Little was done in advance to plug the vaccination gaps. As of mid-December, almost a quarter of the over-80s had never had a single jab. A third of the over-60s had the original two doses of patriotic vaccines but no booster. None has received Western vaccines with better efficacy and cell memory, even as part of a mix and match.
“If China had said that zero-Covid was only a temporary measure to buy time until people got vaccinated, and communicated the policy accordingly, they would be in a far better position right now,” said Prof Ben Cowling from Hong Kong University in an analysis for The Lancet.
But Xi’s government did not do so. It claimed instead to have defeated the virus by tracking every infection with omnipotent surveillance. It led people to think that vaccination was not necessary. China has just 3.6 intensive care beds per 100,000 people, compared to 34 in America, or 29 in Germany. The ratio of nurses is a quarter of Western levels. The regime has spent heavily on testing, isolation camps, and quarantine facilities - mostly useless at this point - and neglected the hospitals.
Global opinion has stopped believing in the fairy tale of Chinese perma-growth.
Fifteen years ago, I attended a panel session in Davos with a leading Chinese demographer who predicted that his country’s ageing crisis would prove so overwhelming that the elderly would be sent onto the ice to die - figuratively speaking, he meant mass euthanasia.
Let us hope that we are not seeing this Darwinian cull in action. Consultants Airfinity concluded last month that 1.3 million to 2.1 million could die, but that was based on maximum infections of 279 million. Feng Zijian, ex-deputy director of China’s Centre for Disease Control, thinks infections are more likely to top 800 million, or 60 per cent of the population.
Whatever the grim tally, the coming weeks are going to change the world’s view of Xi’s China, and it coincides with a change in economic perception: global opinion has stopped believing in the fairy tale of Chinese perma-growth. The fence-sitters of the international system - what we used to call non-aligned countries - no longer think it quite so inevitable that China will displace the US as economic and regulatory hegemon by mid-century. The Saudis may be raising their geopolitical bets on China, but others are quietly hedging.
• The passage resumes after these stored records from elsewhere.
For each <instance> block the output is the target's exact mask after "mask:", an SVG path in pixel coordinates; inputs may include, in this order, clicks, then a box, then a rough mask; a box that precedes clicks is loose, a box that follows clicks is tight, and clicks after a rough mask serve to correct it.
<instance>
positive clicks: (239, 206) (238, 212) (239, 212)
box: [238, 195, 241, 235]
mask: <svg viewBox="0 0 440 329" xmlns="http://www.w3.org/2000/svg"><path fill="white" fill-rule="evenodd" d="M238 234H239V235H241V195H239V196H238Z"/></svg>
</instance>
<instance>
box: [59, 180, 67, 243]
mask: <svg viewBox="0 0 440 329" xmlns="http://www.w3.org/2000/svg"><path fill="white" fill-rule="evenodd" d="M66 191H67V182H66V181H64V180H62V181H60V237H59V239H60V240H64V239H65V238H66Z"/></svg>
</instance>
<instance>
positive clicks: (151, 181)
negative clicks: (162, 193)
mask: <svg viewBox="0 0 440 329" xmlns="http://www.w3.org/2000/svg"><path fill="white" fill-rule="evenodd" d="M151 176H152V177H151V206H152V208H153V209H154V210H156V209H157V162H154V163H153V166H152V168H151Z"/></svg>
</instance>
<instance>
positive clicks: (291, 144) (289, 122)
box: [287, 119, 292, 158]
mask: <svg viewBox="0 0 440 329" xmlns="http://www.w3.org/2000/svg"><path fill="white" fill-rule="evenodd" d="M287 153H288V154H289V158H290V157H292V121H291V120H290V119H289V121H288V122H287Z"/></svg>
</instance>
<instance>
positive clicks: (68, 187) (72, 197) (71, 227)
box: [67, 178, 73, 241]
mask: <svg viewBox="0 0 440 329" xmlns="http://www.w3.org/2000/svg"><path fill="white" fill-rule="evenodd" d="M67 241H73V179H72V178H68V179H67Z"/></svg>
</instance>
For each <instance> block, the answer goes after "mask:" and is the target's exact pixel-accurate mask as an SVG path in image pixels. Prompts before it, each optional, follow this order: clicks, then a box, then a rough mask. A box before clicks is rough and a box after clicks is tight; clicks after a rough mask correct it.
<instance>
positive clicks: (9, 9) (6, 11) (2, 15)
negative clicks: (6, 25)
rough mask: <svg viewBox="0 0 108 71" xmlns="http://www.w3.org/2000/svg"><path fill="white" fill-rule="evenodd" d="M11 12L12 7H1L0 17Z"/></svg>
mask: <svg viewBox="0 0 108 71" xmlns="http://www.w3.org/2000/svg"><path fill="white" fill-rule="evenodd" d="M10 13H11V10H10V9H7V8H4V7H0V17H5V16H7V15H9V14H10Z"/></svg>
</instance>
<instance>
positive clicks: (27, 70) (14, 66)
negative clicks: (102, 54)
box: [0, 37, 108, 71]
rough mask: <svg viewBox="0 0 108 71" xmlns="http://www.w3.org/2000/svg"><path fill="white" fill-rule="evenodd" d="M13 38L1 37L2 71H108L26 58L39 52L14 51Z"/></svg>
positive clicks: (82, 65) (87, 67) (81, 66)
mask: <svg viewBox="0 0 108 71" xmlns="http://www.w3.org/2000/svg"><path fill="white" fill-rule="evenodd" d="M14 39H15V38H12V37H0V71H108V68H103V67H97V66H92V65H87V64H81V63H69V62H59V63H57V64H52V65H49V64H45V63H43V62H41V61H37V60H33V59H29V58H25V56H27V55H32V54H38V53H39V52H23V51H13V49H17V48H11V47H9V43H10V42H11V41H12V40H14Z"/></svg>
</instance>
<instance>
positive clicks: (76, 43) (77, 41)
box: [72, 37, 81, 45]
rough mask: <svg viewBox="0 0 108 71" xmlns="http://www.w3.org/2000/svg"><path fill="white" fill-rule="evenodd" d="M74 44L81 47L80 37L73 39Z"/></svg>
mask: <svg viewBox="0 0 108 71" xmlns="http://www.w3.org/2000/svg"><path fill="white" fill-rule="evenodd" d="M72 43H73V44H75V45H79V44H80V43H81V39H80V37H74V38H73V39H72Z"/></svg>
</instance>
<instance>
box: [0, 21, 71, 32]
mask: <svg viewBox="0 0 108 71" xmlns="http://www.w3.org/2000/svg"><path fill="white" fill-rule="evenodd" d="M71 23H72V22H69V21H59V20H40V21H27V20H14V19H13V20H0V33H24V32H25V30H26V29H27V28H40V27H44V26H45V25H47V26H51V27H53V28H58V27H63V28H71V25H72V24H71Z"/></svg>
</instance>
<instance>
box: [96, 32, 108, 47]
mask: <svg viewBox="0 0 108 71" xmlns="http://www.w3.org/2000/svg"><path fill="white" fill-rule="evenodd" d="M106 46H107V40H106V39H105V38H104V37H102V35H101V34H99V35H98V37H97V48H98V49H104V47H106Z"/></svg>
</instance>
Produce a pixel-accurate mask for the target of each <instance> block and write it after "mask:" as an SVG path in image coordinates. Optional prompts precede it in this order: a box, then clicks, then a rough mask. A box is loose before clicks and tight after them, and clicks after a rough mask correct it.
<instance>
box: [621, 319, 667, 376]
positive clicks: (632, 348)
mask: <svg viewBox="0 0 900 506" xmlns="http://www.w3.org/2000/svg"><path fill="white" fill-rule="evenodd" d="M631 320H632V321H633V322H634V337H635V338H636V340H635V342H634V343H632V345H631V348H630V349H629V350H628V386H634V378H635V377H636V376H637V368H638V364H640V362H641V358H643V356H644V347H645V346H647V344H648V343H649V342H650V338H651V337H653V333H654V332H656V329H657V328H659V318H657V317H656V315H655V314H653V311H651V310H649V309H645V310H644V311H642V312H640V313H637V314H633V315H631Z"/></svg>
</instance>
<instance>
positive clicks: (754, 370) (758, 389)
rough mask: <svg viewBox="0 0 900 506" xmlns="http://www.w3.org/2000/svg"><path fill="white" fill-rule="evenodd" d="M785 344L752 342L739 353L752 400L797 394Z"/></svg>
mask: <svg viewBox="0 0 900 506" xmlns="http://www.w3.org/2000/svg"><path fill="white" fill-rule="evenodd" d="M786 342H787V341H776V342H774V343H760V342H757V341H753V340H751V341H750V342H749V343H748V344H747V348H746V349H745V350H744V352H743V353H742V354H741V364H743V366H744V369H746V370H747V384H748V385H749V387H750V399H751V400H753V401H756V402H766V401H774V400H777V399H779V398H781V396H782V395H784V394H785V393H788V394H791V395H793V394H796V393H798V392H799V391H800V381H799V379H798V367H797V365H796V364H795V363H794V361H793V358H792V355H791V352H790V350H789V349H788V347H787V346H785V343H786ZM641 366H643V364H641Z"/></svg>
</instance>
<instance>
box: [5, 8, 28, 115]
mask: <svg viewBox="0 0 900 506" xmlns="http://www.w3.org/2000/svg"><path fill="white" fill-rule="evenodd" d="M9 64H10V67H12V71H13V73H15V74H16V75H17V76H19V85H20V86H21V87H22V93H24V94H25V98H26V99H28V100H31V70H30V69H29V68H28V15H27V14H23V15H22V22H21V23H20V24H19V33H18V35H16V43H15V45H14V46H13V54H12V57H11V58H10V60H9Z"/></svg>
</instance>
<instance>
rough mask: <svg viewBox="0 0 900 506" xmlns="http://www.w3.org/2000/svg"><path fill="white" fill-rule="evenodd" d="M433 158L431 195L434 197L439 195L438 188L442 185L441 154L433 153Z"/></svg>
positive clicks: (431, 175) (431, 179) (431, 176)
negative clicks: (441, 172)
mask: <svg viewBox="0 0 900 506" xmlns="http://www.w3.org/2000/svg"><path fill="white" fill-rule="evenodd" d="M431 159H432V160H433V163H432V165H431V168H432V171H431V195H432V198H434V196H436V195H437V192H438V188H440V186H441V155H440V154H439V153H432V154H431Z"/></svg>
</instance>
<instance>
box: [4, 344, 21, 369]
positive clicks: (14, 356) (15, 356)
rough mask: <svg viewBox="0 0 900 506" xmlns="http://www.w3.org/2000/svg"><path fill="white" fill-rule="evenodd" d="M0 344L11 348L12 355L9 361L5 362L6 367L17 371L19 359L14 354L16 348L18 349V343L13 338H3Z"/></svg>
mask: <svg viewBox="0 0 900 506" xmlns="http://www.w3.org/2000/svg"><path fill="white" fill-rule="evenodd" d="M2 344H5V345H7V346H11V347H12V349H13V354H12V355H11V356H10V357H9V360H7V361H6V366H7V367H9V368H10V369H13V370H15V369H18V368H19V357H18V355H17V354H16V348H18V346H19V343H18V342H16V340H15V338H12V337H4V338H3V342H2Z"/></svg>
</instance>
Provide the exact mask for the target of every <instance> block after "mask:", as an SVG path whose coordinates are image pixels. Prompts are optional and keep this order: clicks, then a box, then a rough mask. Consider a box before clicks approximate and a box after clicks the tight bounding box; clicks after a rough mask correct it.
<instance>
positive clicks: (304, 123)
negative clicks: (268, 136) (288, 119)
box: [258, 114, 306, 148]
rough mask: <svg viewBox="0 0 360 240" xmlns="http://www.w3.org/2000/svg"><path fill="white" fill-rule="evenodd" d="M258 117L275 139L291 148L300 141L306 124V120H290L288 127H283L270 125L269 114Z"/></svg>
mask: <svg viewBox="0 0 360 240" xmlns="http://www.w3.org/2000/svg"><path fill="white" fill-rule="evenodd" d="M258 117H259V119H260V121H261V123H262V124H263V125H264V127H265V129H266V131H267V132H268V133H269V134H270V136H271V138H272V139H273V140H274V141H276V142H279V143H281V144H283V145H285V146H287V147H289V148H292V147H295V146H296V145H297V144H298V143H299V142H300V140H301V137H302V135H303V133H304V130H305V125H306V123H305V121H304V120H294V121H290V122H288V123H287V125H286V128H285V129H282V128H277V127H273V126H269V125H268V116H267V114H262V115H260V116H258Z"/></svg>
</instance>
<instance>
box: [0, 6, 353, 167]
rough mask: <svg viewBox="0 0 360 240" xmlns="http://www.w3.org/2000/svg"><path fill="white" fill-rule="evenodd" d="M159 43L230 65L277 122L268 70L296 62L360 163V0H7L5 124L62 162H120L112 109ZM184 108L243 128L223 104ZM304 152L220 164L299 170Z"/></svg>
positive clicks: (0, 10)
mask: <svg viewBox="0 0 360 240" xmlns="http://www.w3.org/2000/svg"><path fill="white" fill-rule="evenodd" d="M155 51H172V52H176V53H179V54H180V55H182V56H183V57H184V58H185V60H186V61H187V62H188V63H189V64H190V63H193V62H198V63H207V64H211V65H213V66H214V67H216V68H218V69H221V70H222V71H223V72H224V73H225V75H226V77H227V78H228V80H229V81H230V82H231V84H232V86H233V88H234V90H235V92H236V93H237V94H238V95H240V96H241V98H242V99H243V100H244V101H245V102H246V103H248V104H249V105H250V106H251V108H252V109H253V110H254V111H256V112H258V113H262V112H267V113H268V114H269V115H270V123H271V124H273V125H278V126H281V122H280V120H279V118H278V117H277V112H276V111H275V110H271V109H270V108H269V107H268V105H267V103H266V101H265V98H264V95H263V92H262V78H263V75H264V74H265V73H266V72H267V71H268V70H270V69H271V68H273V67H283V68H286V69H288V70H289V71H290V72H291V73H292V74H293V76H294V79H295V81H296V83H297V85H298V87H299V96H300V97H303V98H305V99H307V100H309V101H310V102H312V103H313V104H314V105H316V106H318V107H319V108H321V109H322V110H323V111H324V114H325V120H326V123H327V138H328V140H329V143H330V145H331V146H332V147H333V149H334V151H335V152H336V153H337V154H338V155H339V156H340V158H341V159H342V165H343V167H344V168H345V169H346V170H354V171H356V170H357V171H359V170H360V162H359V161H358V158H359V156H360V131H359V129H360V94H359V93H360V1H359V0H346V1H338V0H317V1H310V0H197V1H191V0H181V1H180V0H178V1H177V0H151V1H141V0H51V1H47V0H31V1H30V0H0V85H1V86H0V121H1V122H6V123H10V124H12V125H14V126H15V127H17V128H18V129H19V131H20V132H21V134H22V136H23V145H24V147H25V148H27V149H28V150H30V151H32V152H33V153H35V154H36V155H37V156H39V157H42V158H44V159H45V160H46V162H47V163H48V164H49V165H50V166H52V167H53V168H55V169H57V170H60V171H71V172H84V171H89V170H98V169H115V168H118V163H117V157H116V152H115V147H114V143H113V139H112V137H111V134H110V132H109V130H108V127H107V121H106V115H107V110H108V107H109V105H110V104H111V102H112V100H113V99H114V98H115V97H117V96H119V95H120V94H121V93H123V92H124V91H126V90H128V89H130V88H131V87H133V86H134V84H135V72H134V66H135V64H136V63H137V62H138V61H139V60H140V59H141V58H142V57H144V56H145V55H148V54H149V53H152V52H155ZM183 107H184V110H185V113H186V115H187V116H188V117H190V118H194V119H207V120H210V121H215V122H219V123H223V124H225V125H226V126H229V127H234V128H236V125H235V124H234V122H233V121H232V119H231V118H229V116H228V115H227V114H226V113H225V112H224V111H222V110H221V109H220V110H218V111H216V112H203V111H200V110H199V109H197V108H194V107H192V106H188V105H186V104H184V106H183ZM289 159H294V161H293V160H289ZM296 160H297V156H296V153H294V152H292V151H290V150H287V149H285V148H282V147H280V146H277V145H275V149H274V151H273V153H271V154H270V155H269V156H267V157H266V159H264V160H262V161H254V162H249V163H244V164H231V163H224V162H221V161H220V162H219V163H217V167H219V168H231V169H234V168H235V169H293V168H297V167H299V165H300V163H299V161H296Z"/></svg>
The economic rot set in before Xi. The Party leadership misread the Lehman crisis of 2008, supposing it to be a fundamental crisis of American laissez-faire capitalism and a vindication of state-directed Leninist capitalism. But it was China that suffered the deeper damage. The effect was to side-line reformers warning that China would slip into the middle income trap if it clung too long to an exhausted catch-up model.
Xi has finished the job, more or less guaranteeing the collapse in China’s growth rate by subjecting the productive part of the economy to the same sledgehammer methods used against COVID.
His assault on tech companies and private enterprise - installing party commissars at every level of management - is systematically undermining the market dynamism nurtured by Deng Xiaoping 40 years ago. But such is the logic of a totalitarian party that lives chiefly for its own perpetuation. It cannot give up the state-owned industrial behemoths that serve as a patronage machine for the cadres and a lever of political control; nor can it allow commercial fiefdoms such as Jack Ma’s Alibaba to emerge as a rival centres of power.
It has been a bad year for China and for the alliance of autocracies. Iran is beyond the point of pre-insurrection. Russia has been exposed as a second-rate military power with a deranged political culture. The West has shown the long-reach of its economic, financial, and maritime power - almost irresistible when the whole G7 acts unison - and has shown the superiority of its military technology and signals intelligence. Oppose that if you dare.
Was Francis Fukuyama so wrong after all in The End of History? Liberal democracy may not be the end state of human political progress, but it may well have more staying power than the dictatorships this century.